Sabtu, 05 September 2015

“Kapan Married ?”








Kayaknya judul postingan kali ini menjadi pertanyaan yang paling banyak ditanyakan pada wanita usia 25-an. Sebenarnya kapan pertanyaan itu dilayangkan_berbeda bagi tiap-tiap kondisi. Kalau di kota-kota besar, mungkin pertanyaan tersebut memang kerap ditanyakan di usia seperempat abad tersebut. Tetapi di daerah-daerah, terkadang begitu seseorang selesai menamatkan pendidikannya (biasanya selepas SMA) dengan kondisi sudah bekerja, pasti akan dilayangkan oleh pertanyaan yang bagi sebagian wanita_sama annoyingnya dengan pernyataan “kok kamu gendutan yaa”, “kok kamu iteman yaa”.

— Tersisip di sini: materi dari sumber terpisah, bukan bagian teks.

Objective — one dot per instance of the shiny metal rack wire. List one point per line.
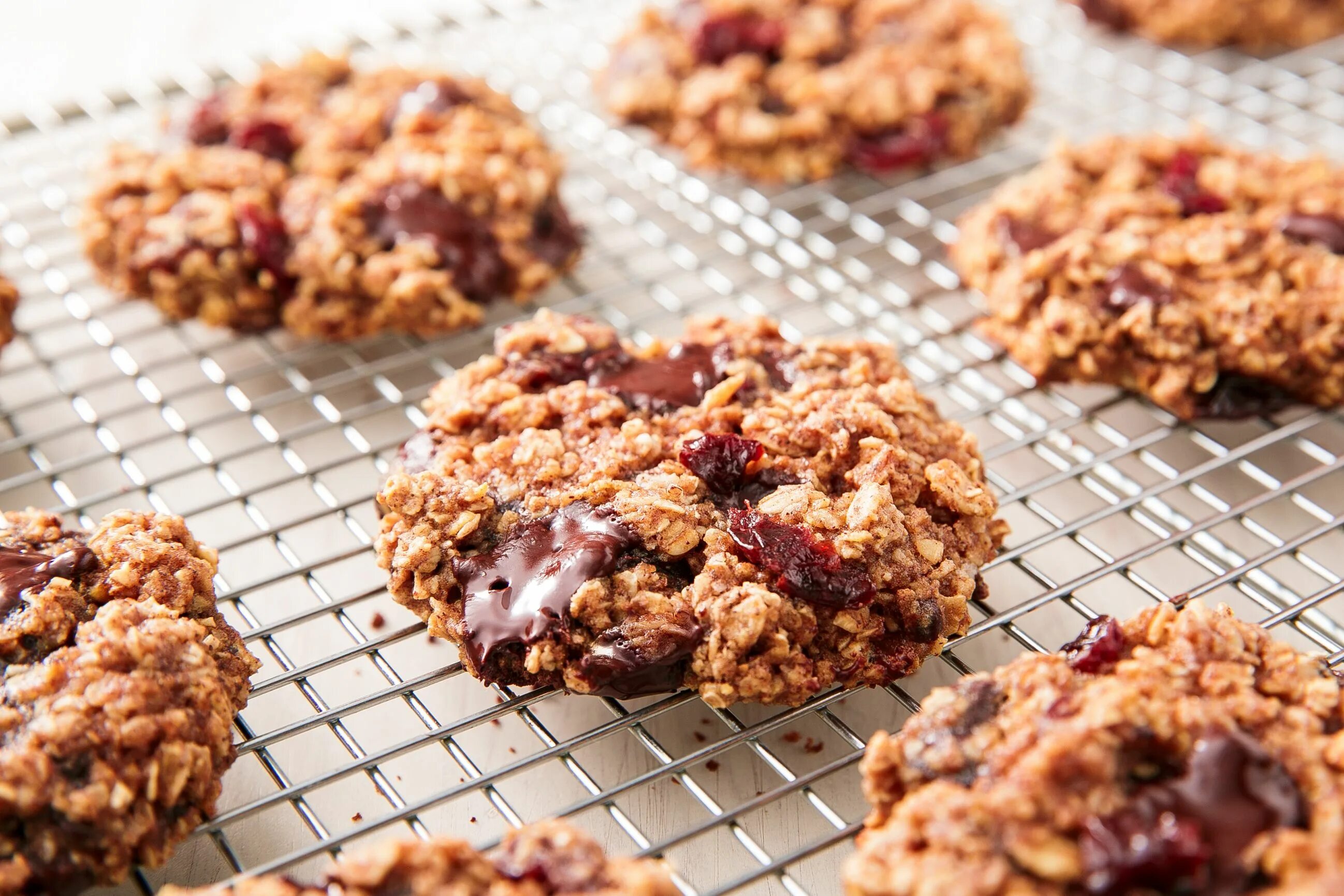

Entah mungkin budaya kita (di Indonesia) yang cenderung ‘kepo’ terhadap personal life seseorang. Meskipun dapat dipastikan almost 90% orang yang bertanya Cuma sekadar “pengen tau aja”, atau malah “pengen nanya aja”. Tapi kadang tanpa kita sadari, tak semua pertanyaan tersebut dijawab dengan dasar “yaa pengen jawab aja” juga. Bagi sebagian orang, pertanyaan seperti “Kapan Married?”, “Kapan punya mantu?”, “Kapan ngundang?” bagi mereka adalah pertanyaan yang sensitive, kalau bisa jangan pernah sekalipun diutarakan ,terlebih di momen-momen tertentu. Semisal acara nikahan, syawalan, reuni. Karena terkadang ada beberapa perempuan yang menghindari datang acara-acara silaturahmi hanya karena ingin menghindari terpaan pertanyaan-pertanyaan tersebut. Bagi yang plegmatis, mungkin pertanyaan tersebut gag gitu susah buat dijawab, cukup bilang “belum ada calon” dkk, bagi yang sanguinis justru dijawab dengan jenaka “Makanya cariin aku calonnya dong”, si korelis justru dengan lantangnya menantang balik si penanya dengan “nah situ sendiri kapan ??” (kalau memang kebetulan yang nanya juga belum menikah),atau kalau lebih berani lagi nanya “Emang Situ kapan punya baby ??” (kalau pas si penanya sudah menikah tapi belum punya anak). Well, bagaimana dengan si sensitive melankolis ?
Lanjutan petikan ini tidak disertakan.